Sharon Habibi (BS/Arch ’75, MS/CEE ’77, EMBA ’89, University of Tennessee; Executive MBA ’89, Georgia State University) made the journey from the suburbs of Tehran, Iran, to a successful career as an entrepreneur and business owner in Atlanta, Georgia, with the help of a special mentor and an engineering degree from the University of Tennessee.
Habibi, born Shirin Sirang Habibi in Tehran, was the daughter of a nuclear physicist, Mozaffair Sirang. Mr. Sirang received a grant to study in Oak Ridge, Tenn., and the family moved to Tennessee in 1960. Habibi completed 5th and 6th grade in Oak Ridge before the family moved back to Iran.
In 1970, Habibi returned to Tennessee and decided to major in architecture at UT–her father had consulted with some of his Oak Ridge friends and they had recommended the university for her studies.
“I was always good in math and numbers and in those days in Iran if you were not a doctor, architect, or an engineer you were nobody,” Habibi said. “My family insisted that I become a physician, but my grades in biology convinced me that I needed to follow a different path. Architecture was a great alternative but I still had an analytical side and a passion in me for the engineering.
After graduation I decided that structural engineering was a great add-on to the architecture degree that I had received.” Habibi decided to work towards a master’s degree in civil engineering.
During the process of research about the department, she met with CEE professor Dr.
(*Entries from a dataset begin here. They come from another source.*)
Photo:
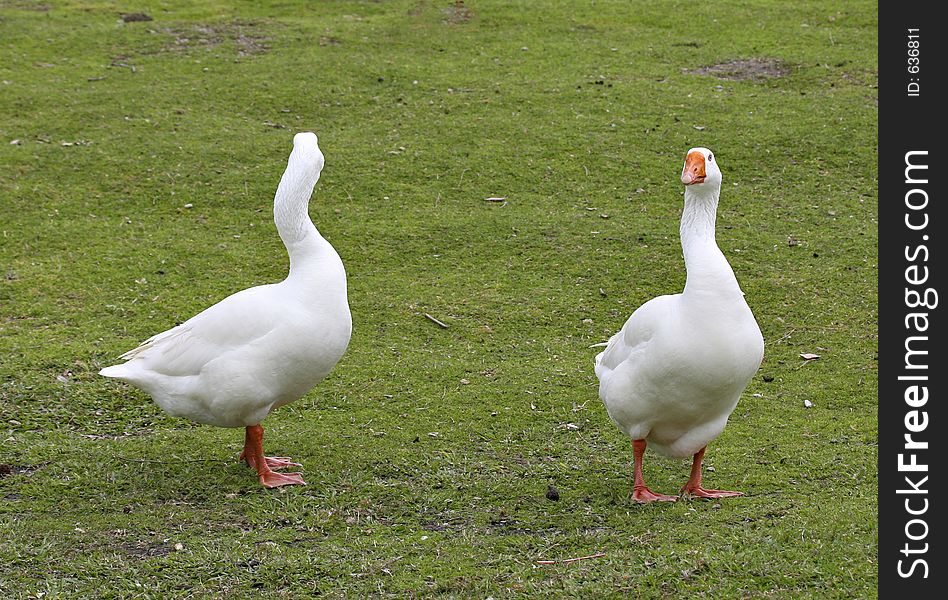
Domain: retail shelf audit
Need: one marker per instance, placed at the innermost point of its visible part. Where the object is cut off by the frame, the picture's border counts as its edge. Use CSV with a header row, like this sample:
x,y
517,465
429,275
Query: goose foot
x,y
252,454
643,495
274,462
272,479
640,491
693,487
700,492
Ed Burdette and it was his encouragement and his confidence in Habibi that convinced her that she was on the right path.
After Habibi received her master’s degree, she accepted a position with Datum Engineers in Dallas, Texas. At that company, she became more engaged in computer programming and developing
applications for engineering calculations.
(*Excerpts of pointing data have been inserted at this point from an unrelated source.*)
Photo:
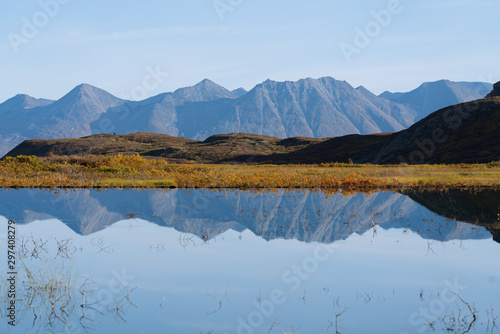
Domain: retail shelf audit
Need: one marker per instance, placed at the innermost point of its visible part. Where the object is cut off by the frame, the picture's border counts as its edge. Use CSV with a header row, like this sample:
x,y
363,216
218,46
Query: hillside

In 1980, during the advent of personal computing, Habibi and her husband decided to start their own business. Since the couple had an eight-month old daughter, they decided to move to Atlanta where her parents were located so she could have childcare while continuing her career.
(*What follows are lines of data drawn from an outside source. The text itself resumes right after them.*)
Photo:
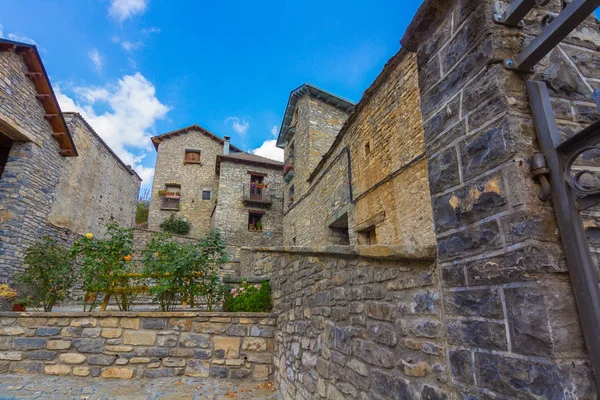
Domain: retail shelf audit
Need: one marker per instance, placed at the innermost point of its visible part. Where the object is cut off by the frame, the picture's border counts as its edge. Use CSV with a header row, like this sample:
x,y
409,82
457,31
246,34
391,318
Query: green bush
x,y
249,298
49,268
106,266
176,225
“In 1980 I moved to Atlanta and started up a small software company, Syscom Technologies, Inc., marketing to engineers, which soon took off to become an information technology hardware
and software company serving Atlanta’s growing business sector,” Habibi said. “The IT industry was growing by leaps and bounds and being part of it was fun, engaging, and filled with challenges.”
While facing the daily tasks of running a business, Habibi decided to go back to school for a business degree, and she received her executive MBA from Georgia State University in 1989.
After thirty-five successful years, Habibi sold her business in 2015. “I’m not ready for retirement yet, and I’m still searching for that second career everyone talks about,” Habibi commented.
Habibi is a strong supporter of higher education, and credits her degrees from UT as being integral to her career success. “You can get a good education in many schools, but it’s the personal attention that you get, the confidence that you build, and the clear vision that you develop that makes the difference,” Habibi said. “I think I was very lucky to get that at UT. My advisor and mentor Dr. Burdette was a major influence on me and I believe that engineering students at UT still have that same experience.”
Habibi has two grown daughters, Parisa and Azita. One daughter works in Spain for Amazon Corporation and the other is in San Francisco with Braintree. Habibi enjoys working out and playing tennis, and spending time with her grandson who lives with his mother in Spain.
“I owe what I have today to the mentors that I have had along the way, most especially my father and Dr. Burdette,” Habibi added.